Lapid, Netanyahu spar over 2015 budget

Talks to continue after meeting ends in deadlock, with prime minister and finance minister at loggerheads over borrowing levels and defense budget

Marissa Newman is The Times of Israel political correspondent.

Yair Lapid, left, at a community singalong in southern Israel on Friday, September 12, 2014. (photo credit: Courtesy)
Yair Lapid, left, at a community singalong in southern Israel on Friday, September 12, 2014. (photo credit: Courtesy)

Finance Minister Yair Lapid presented his 2015 budget proposal Sunday, as opposition mounted against a number of his propositions, including allowing for heavier borrowing and not increasing defense spending.

A meeting between Lapid and Prime Minister Benjamin Netanyahu ended without a resolution, but talks are set to resume in the coming days, according to Channel 2.

The proposed budget called for taxes to stay at their current level, the deficit cap to rise to 3.18 percent of gross domestic product, and the Defense Ministry to receive an unspecified amount of its requested increase.

Finance Ministry officials, Bank of Israel head Karnit Flug, and Netanyahu have publicly opposed Lapid’s plan, saying that the deficit should not top 3%.

The prime minister has also pushed for an additional NIS 20 billion ($5.5 billion) to be allocated to the defense establishment — NIS 9 billion to cover the costs of Operation Protective Edge and NIS 11 billion for upcoming expenses — a measure Lapid has opposed.

Lapid has threatened in past weeks to pull out of the governing coalition if taxes are raised, and has repeatedly pledged that the costs of the 50-day military campaign would not be paid for by a tax increase.
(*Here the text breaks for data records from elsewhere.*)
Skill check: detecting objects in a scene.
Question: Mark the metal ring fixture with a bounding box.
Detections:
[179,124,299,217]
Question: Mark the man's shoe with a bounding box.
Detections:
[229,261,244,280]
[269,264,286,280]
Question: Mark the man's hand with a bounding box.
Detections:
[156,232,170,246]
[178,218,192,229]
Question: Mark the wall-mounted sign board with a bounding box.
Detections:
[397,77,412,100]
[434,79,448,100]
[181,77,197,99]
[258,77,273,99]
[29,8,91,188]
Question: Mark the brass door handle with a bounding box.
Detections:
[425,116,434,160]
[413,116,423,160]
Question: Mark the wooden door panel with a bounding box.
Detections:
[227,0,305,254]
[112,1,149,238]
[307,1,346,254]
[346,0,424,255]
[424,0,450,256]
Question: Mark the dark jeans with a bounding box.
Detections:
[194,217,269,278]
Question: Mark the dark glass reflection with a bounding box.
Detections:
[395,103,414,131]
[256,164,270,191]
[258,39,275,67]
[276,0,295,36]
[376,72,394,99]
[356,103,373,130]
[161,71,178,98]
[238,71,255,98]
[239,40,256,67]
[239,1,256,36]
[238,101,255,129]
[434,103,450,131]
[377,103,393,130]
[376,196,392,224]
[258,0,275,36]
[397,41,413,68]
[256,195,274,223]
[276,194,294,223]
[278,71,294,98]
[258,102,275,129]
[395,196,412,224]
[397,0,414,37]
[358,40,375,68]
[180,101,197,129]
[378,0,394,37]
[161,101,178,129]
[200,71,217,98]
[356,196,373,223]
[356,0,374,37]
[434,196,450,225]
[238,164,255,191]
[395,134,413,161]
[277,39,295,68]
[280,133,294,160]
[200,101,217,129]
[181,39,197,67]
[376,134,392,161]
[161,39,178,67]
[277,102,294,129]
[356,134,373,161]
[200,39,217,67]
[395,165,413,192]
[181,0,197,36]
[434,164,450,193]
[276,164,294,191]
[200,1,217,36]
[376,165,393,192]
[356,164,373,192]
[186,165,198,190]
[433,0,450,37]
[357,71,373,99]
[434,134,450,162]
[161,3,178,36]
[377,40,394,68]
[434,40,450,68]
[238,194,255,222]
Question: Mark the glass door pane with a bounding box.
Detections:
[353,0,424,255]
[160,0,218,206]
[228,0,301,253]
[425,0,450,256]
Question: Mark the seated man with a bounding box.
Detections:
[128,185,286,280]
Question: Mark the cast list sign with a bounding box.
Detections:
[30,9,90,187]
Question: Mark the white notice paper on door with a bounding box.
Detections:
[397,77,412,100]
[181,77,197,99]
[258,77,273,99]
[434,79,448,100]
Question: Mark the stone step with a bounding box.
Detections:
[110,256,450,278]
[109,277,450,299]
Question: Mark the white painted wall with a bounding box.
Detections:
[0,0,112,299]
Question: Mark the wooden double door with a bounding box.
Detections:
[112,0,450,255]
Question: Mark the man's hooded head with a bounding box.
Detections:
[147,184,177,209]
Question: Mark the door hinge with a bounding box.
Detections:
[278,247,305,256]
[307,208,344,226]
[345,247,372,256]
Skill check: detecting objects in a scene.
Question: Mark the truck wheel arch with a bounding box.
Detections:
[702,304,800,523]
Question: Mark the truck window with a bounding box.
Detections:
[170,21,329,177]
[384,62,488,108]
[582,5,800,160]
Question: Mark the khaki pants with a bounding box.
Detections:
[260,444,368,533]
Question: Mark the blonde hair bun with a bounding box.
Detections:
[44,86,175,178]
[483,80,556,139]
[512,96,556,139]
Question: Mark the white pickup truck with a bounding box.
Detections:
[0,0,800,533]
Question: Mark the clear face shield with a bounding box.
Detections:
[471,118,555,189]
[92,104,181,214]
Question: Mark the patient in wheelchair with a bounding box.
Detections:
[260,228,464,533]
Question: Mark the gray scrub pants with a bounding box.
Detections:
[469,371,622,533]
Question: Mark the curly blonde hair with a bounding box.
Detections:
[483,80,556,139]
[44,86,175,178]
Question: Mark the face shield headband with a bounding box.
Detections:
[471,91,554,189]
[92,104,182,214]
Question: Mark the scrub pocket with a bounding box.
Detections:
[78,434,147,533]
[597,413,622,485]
The exit of Lapid’s 19 seats from the coalition would likely necessitate early elections.

The Treasury said in a statement Sunday that the 2015 plan “responded to the needs of the Defense Ministry as well as social and civil needs,” but stressed that the security funds must be added “while staying within the prescribed expenditure framework.”

While the statement suggests that the Finance Ministry is in favor of giving more money to defense, a senior official told the Globes business website that Lapid is staunchly opposed to granting the NIS 11 billion addition.

With regard to taxes, the Finance Ministry maintained that “in light of indications of slowdown of economic activity, it would not be right to raise taxes.”

On Saturday, sources close to Netanyahu maintained Lapid deliberately proposed an “unacceptable” budget in order to push the government toward new elections. The sources told Channel 2 on Friday that the reason behind Lapid’s insistence on a budget that the government could not accept was that he wanted new elections to be held.

Though Lapid has denied that these are his intentions, the sources said the finance minister is well aware that his proposed budget is likely to cause a rift within the coalition.

The country’s top defense brass, including Defense Minister Moshe Ya’alon, IDF Chief of Staff Benny Gantz and Defense Ministry Director General Dan Harel, presented its budget request to the security cabinet two weeks ago during its weekly meeting, the first since Operation Protective Edge ended with an open-ended truce, stating that in order to meet the objectives the government has set for them, including ensuring the security of southern Israel, the defense forces would require more funds.

Earlier this month, the cabinet approved a proposal for slashing ministry budgets in order to help pay for the recent Gaza operation, the direct cost of which was estimated at NIS 9 billion (about $2.5 billion) on Tuesday. The cabinet voted to slash the budgets of all ministries except defense by 2 percent to make up some of the money, while Lapid has called for heavier borrowing instead of tax raises to cover the rest.

Times of Israel staff contributed to this report.